Ele então assumiu o comando da investigação que culminou no ano passado nas alegações de que Bolsonaro planejou manter o poder por meio da força militar e assassinar seus rivais políticos, incluindo Lula, o vice-presidente Geraldo Alckmin e o próprio Moraes. O juiz entrevistou testemunhas chave e foi um dos juízes que aprovou as acusações criminais que poderiam colocar o ex-presidente na prisão por décadas.
Bolsonaro, que não concedeu nenhuma entrevista desde que entrou em prisão domiciliar, negou as acusações e diz ser vítima de perseguição política.
“Este é um devido processo legal”, respondeu Moraes. “Cento e setenta e nove testemunhas já foram ouvidas.”
À medida que suas investigações se multiplicavam e expandiam, e o contra-ataque aumentava online, Moraes enfrentou um leque mais amplo de oponentes. Primeiro veio Musk, que no ano passado recusou-se a cumprir as ordens de Moraes para derrubar contas no X que o juiz afirmou estarem ameaçando a ordem democrática do Brasil. Em fevereiro, ele suspendeu o Rumble, uma plataforma popular entre os conservadores que compartilha servidores com o Truth Social, após resistir às ordens de remoção.
Os impasses aumentaram o perfil global de Moraes — e chamaram a atenção de Trump. A empresa de mídia social do presidente processou Moraes no início deste ano em uma corte federal na Flórida, acusando-o de suprimir os direitos de liberdade de expressão dos usuários nos Estados Unidos.

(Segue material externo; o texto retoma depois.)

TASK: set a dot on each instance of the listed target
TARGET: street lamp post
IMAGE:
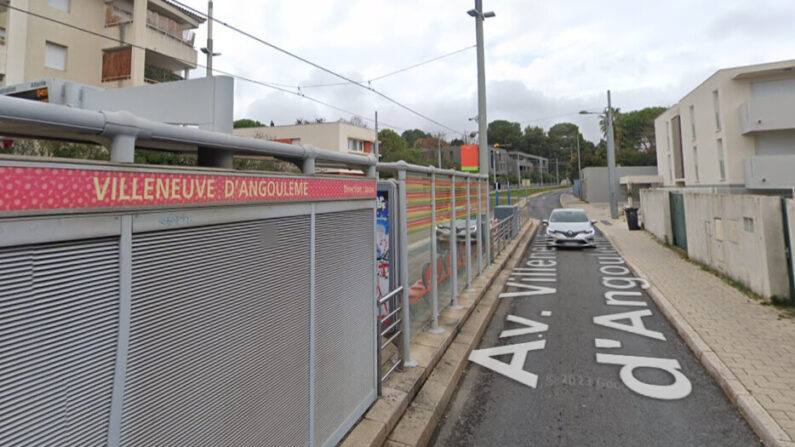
(483, 154)
(611, 157)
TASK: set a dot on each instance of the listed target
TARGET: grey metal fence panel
(219, 334)
(58, 323)
(345, 378)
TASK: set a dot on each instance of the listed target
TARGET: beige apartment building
(145, 41)
(336, 136)
(733, 133)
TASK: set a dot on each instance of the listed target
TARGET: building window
(695, 163)
(668, 134)
(355, 145)
(55, 56)
(63, 5)
(748, 224)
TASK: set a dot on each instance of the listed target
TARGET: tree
(413, 135)
(245, 122)
(505, 133)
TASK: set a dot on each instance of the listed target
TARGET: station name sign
(32, 189)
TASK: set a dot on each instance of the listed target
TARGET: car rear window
(568, 216)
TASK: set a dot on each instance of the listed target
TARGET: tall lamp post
(611, 157)
(483, 152)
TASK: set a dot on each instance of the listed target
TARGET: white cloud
(545, 60)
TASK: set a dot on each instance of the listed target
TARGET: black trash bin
(632, 218)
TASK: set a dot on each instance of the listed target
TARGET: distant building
(336, 136)
(158, 36)
(733, 133)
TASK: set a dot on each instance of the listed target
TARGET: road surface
(576, 385)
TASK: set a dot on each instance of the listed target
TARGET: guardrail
(430, 266)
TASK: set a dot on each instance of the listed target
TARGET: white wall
(716, 236)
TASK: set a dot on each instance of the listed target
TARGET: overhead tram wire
(318, 66)
(274, 86)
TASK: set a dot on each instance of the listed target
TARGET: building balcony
(770, 172)
(767, 114)
(170, 46)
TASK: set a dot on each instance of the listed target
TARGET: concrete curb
(758, 418)
(413, 400)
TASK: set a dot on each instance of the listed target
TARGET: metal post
(468, 238)
(377, 149)
(435, 329)
(579, 167)
(453, 246)
(482, 119)
(405, 339)
(481, 236)
(611, 161)
(439, 151)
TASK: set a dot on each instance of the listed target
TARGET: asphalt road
(577, 400)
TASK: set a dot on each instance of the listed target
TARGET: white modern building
(102, 43)
(336, 136)
(733, 133)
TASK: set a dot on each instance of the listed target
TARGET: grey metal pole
(209, 38)
(453, 246)
(405, 339)
(611, 161)
(482, 119)
(435, 329)
(439, 152)
(377, 149)
(479, 221)
(468, 237)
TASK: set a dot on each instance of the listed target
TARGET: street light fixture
(611, 157)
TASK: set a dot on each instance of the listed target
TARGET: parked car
(570, 227)
(443, 230)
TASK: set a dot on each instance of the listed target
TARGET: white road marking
(681, 387)
(531, 327)
(636, 325)
(515, 369)
(606, 343)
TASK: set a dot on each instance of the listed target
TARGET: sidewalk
(749, 348)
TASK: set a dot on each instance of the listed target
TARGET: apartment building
(145, 41)
(733, 133)
(336, 136)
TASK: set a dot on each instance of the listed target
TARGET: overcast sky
(545, 60)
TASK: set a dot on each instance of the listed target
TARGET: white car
(570, 227)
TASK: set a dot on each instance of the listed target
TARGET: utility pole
(611, 161)
(483, 153)
(557, 179)
(376, 150)
(439, 151)
(208, 50)
(579, 168)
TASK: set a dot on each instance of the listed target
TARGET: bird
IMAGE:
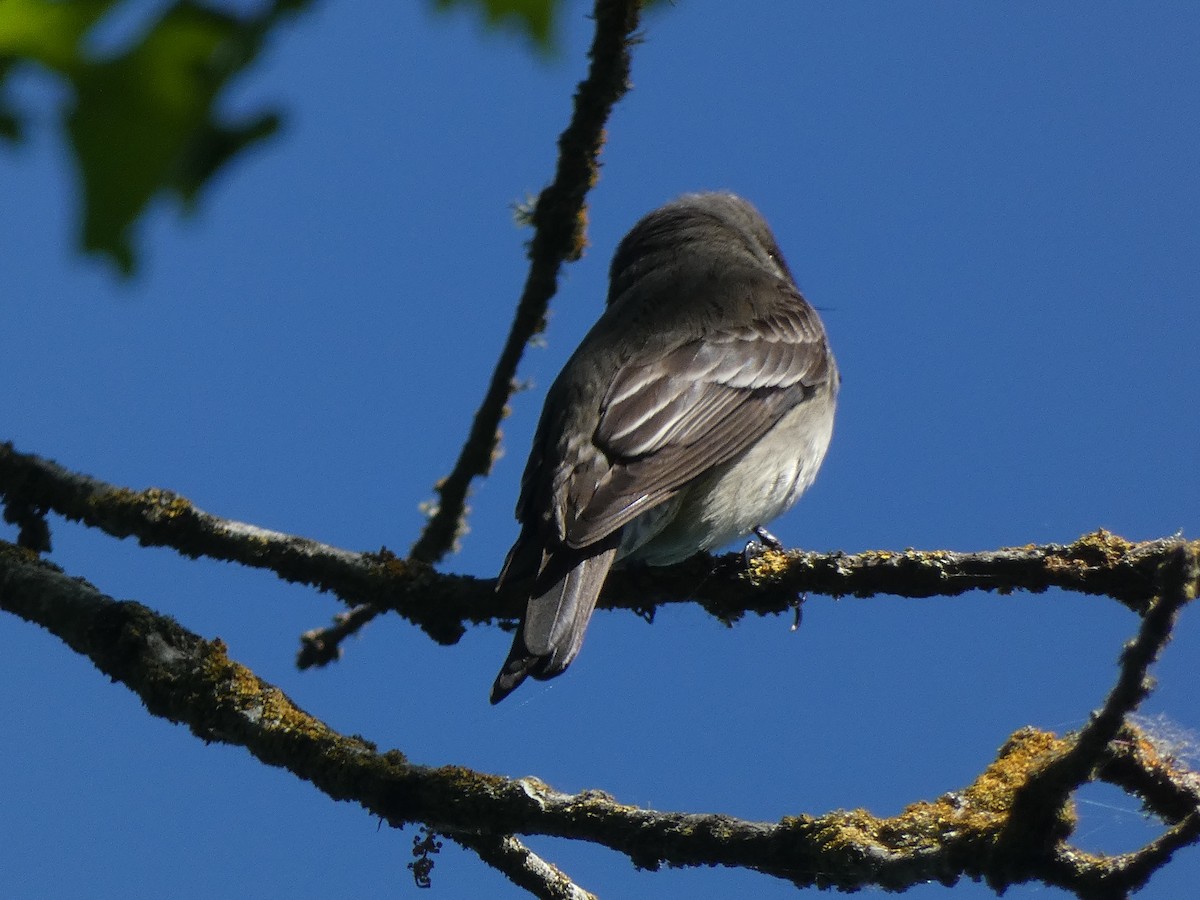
(697, 408)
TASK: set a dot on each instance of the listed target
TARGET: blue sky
(995, 205)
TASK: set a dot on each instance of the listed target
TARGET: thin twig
(559, 235)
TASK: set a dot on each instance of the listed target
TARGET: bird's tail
(552, 630)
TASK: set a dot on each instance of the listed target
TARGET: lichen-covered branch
(965, 833)
(443, 605)
(523, 868)
(559, 221)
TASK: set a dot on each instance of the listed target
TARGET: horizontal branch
(187, 679)
(444, 605)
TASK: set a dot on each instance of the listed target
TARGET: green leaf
(535, 18)
(46, 31)
(142, 123)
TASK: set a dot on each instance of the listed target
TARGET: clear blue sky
(997, 209)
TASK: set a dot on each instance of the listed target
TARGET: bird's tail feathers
(556, 618)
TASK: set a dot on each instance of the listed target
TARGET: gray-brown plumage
(699, 407)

“Esse homem está fora de controle”, disse Martin de Luca, advogado da Trump Media no Brasil, ao The Post.
Questionado se tinha poder demais, Moraes descartou a noção. Ele disse que seus colegas do Supremo Tribunal haviam revisado mais de 700 de suas ordens após recursos.
“Sabe quantas eu perdi?”, ele perguntou. “Nenhuma.”
A investigação continuará
Aos olhos do governo americano, Moraes é um vilão global. “Juiz e júri em uma caça às bruxas ilegal”, disse o Secretário do Tesouro Scott Bessent. “O rosto mundial da censura judicial”, nas palavras do Secretário de Estado Adjunto Christopher Landau.
A acrimônia não é mútua, disse Moraes. Na parede de madeira do lado de fora de seu gabinete, ele pendurou apenas três documentos: A Declaração de Independência. A Declaração de Direitos. O preâmbulo da Constituição dos EUA.
Moraes disse que sempre buscou inspiração na história da governança americana, discorrendo sobre as obras de John Jay, Thomas Jefferson e James Madison. “Todo constitucionalista tem uma grande admiração pelos Estados Unidos”, disse o juiz.
Ele disse que o Brasil e os Estados Unidos eram amigos. O crescente abismo entre eles, ele acreditava, era temporário, impulsionado pela política e pelo tipo de desinformação que ele passou anos tentando reprimir. Ele destacou Eduardo Bolsonaro. Com financiamento de seu pai, o deputado federal liderou uma campanha diplomática rebelde instando hostilidades dos EUA contra o Brasil e sanções contra Moraes.
Eduardo, que chamou Moraes de “gangster de toga”, não respondeu a um pedido de comentário.
“Essas narrativas falsas acabaram envenenando a relação — narrativas falsas apoiadas pela desinformação espalhada por essas pessoas nas redes sociais”, disse Moraes. “Então o que precisamos fazer, e o que o Brasil está fazendo, é esclarecer as coisas.”
Moraes pensou por um momento na perda de liberdades pessoais. Sua crescente lista de inimigos. As restrições de viagem.
“Isso é agradável de passar?” Ele disse. “Claro que não é agradável.”
Mas o Brasil estava contra forças poderosas que queriam desfazer a democracia, disse Moraes, e era seu trabalho detê-las. “Enquanto houver necessidade”, disse ele, “a investigação continuará.”